- Biggs in 1942

Nominated Member of the Legislative Council
- In office 1950–1952

Personal details
- Born: 26 July 1902 Stanley, Falkland Islands
- Died: 8 September 1995 (aged 93)

= Madge Biggs =

Falkland Islands librarian and politician (1902–1985)

Madge Brigid Francis Biggs (26 July 1902 – 8 September 1995) was a Falkland Islands librarian and politician. In 1950 she became the first woman to sit in the Legislative Council.

==Biography==
Biggs was born in Marmont Row, Stanley in July 1902 to Mary and Vincent Biggs, a shipwright who worked for the Falkland Islands Company. One of nine children, she attended school at St Mary's. She trained as a teacher, before becoming the government librarian, a role she held for nearly half a century. She also trained to become the first radiographer on the islands and worked at King Edward VII Memorial Hospital for nine years. She later took over the family sweet shop after the death of her brother, running it until selling it to the Falklands Islands Company in 1982.

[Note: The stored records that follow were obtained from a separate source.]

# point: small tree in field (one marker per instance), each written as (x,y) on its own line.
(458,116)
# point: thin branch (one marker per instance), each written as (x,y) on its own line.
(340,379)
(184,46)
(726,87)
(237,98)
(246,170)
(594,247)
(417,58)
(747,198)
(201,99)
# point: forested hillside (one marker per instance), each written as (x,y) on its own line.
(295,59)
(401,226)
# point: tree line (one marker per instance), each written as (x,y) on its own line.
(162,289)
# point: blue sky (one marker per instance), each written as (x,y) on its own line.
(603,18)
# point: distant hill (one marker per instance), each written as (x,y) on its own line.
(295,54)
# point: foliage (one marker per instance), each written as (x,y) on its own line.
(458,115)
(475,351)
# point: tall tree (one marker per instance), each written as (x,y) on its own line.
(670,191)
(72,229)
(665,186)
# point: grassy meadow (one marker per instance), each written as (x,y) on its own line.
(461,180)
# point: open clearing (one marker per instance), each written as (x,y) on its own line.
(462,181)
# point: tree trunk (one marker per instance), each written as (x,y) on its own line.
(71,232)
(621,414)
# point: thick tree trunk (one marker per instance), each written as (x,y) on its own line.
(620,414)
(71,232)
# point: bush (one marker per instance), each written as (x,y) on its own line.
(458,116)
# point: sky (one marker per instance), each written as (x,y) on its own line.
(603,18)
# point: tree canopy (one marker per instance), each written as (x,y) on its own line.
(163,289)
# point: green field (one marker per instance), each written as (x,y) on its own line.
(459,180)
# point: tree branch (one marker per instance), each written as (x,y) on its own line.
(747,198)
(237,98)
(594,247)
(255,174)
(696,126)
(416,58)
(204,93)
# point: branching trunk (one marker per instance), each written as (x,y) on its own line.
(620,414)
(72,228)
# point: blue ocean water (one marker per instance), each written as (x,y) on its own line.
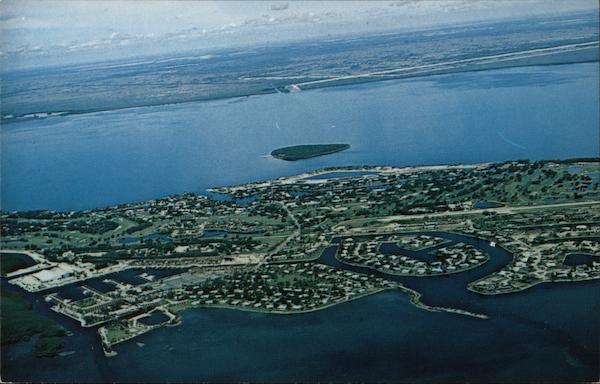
(100,159)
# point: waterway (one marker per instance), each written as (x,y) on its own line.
(131,155)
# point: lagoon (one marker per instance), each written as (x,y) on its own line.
(100,159)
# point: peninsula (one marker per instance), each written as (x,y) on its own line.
(301,152)
(304,244)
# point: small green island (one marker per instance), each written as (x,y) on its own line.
(301,152)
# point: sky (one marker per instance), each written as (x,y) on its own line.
(41,33)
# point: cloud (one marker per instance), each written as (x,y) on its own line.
(67,29)
(280,7)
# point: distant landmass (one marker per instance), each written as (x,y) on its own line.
(300,152)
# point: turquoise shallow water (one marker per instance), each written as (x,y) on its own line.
(88,161)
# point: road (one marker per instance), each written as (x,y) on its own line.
(501,210)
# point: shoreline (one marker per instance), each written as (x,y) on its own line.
(295,87)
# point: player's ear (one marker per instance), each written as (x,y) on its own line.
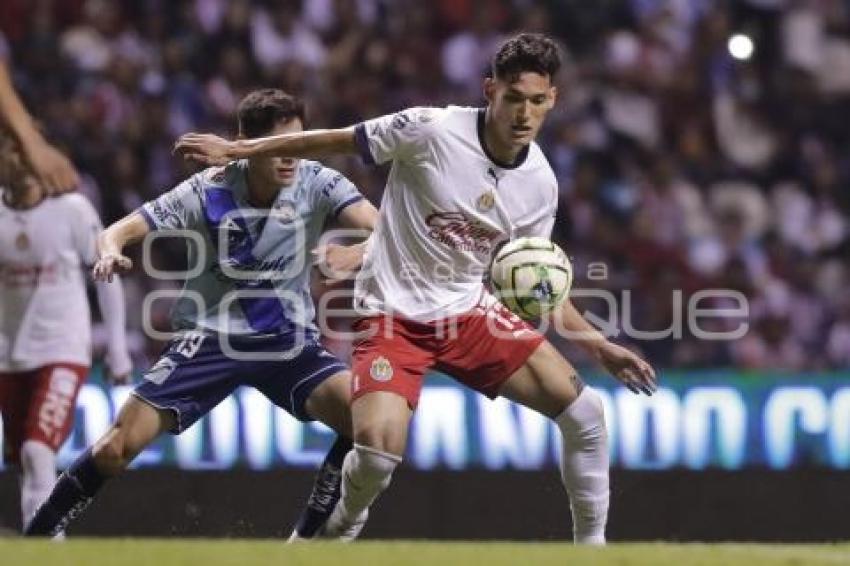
(552,98)
(489,88)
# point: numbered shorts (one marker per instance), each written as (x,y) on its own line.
(195,374)
(39,405)
(481,349)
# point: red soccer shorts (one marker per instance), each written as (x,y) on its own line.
(481,349)
(38,405)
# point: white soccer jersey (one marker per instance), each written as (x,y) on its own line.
(44,310)
(447,206)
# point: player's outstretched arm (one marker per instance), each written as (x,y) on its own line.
(110,246)
(210,149)
(55,172)
(629,368)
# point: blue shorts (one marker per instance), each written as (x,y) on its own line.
(194,375)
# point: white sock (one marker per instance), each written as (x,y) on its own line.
(366,472)
(38,474)
(584,466)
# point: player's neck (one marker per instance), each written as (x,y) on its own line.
(260,194)
(493,147)
(23,198)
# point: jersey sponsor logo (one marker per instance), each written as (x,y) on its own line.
(160,371)
(217,175)
(17,275)
(425,115)
(486,201)
(22,242)
(461,232)
(259,268)
(161,213)
(284,211)
(231,226)
(58,403)
(401,120)
(331,185)
(189,344)
(381,370)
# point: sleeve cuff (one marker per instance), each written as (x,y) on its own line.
(148,218)
(362,143)
(346,204)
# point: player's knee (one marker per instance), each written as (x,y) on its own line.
(110,455)
(38,464)
(372,467)
(584,417)
(380,436)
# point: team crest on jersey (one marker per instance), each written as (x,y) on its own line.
(426,115)
(160,371)
(218,175)
(486,201)
(22,242)
(285,211)
(381,370)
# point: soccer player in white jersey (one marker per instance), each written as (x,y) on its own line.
(45,327)
(244,318)
(462,181)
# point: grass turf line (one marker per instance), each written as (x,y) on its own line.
(216,552)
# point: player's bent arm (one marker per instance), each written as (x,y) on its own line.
(311,144)
(111,242)
(54,170)
(128,230)
(110,298)
(581,331)
(362,215)
(341,262)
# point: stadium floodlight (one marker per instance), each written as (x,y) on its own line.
(741,47)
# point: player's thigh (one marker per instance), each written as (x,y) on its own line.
(137,425)
(15,393)
(381,420)
(330,402)
(547,382)
(52,405)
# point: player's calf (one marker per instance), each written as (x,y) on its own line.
(73,492)
(366,472)
(38,474)
(584,465)
(325,494)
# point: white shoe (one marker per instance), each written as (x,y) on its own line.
(343,528)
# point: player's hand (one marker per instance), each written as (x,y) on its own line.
(120,368)
(207,149)
(339,263)
(634,372)
(110,264)
(54,171)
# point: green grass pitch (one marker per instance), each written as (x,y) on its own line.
(202,552)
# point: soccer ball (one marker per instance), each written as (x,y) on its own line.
(531,276)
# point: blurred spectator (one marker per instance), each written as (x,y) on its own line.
(680,167)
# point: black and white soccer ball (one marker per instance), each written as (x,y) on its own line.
(531,276)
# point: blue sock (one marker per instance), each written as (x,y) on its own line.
(326,490)
(73,491)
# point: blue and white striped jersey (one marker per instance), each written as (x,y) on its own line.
(249,269)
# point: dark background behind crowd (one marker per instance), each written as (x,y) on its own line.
(681,166)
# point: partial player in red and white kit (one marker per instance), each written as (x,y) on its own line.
(45,325)
(462,182)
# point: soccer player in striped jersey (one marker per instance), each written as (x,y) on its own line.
(463,180)
(244,317)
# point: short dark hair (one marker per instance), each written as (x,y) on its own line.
(261,110)
(526,52)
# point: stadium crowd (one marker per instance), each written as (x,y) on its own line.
(683,164)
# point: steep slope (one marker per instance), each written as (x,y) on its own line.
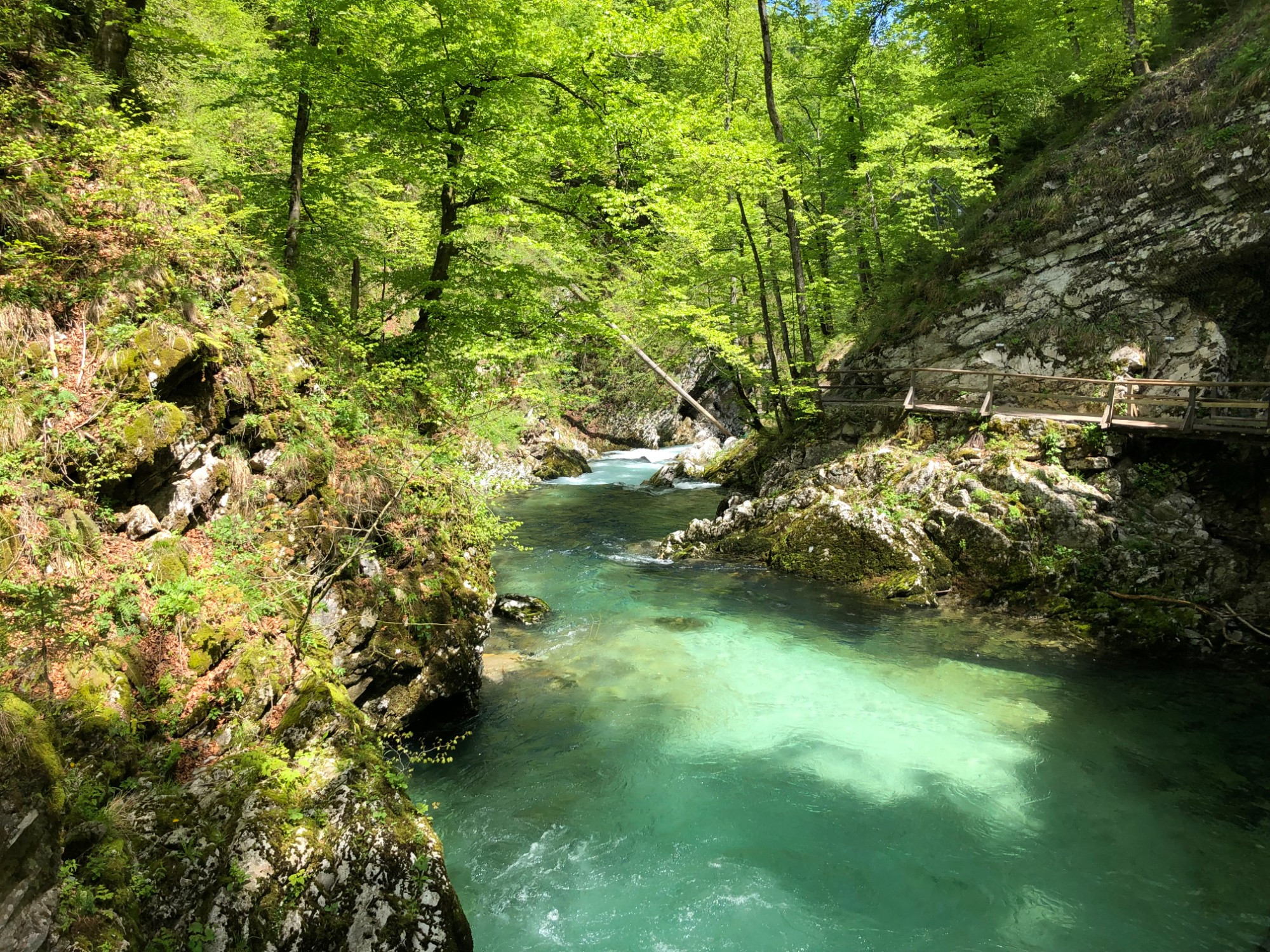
(232,579)
(1142,249)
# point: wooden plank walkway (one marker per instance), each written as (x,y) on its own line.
(1136,404)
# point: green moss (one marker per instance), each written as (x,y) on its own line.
(82,529)
(258,299)
(735,465)
(11,541)
(158,355)
(170,562)
(26,738)
(153,428)
(101,692)
(200,662)
(304,466)
(561,461)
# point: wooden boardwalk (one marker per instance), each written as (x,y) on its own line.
(1173,407)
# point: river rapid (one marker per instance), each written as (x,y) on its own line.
(700,758)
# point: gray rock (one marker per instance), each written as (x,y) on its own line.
(139,524)
(525,610)
(561,461)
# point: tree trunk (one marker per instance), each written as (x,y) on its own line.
(355,303)
(873,204)
(299,136)
(822,247)
(780,313)
(114,44)
(450,209)
(763,294)
(792,228)
(1140,65)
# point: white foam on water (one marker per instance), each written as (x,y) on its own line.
(625,468)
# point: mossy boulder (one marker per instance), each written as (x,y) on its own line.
(158,359)
(835,541)
(258,300)
(27,741)
(525,610)
(170,562)
(561,461)
(979,549)
(11,541)
(83,531)
(211,643)
(322,710)
(304,466)
(101,691)
(153,428)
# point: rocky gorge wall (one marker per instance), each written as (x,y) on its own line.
(1144,248)
(1140,251)
(1149,546)
(196,757)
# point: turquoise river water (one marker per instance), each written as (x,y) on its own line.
(699,758)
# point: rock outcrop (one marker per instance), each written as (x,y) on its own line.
(559,461)
(1059,521)
(1144,249)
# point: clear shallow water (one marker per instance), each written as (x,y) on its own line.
(709,758)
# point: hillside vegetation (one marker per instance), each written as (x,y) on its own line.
(290,291)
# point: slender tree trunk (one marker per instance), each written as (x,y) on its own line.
(450,209)
(873,204)
(864,267)
(355,304)
(1074,37)
(822,247)
(1140,65)
(780,313)
(299,138)
(792,228)
(763,294)
(114,44)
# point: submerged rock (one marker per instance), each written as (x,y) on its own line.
(692,464)
(525,610)
(561,461)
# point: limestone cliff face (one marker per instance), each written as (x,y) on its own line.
(1062,522)
(1142,248)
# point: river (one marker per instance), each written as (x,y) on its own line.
(702,758)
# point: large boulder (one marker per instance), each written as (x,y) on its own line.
(525,610)
(561,461)
(258,300)
(158,359)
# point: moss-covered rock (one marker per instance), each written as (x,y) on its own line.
(170,562)
(303,468)
(11,541)
(158,359)
(561,461)
(101,694)
(82,529)
(27,741)
(154,427)
(258,300)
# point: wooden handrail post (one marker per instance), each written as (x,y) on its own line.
(989,398)
(1109,414)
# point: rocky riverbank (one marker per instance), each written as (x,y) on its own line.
(1153,545)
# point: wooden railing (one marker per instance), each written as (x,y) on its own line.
(1179,406)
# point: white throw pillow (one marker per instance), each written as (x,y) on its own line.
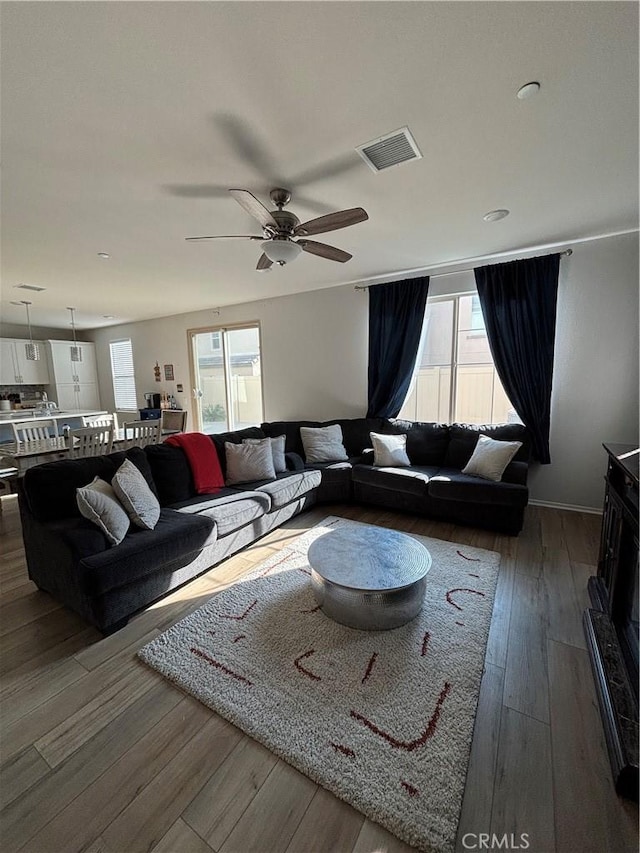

At the start of World War II she became treasurer of the Falkland Islands Red Cross Society. During the war she set up a canteen for British troops stationed on the islands. She was awarded an MBE in the 1949 Birthday Honours. The following year she was appointed to the Legislative Council, becoming its first female member. She remained a member for two years.

Biggs left the Falklands only twice during her life; once to Montevideo during World War II to purchase spectacles, and once to the United Kingdom for medical treatment late in her life. She died in September 1995.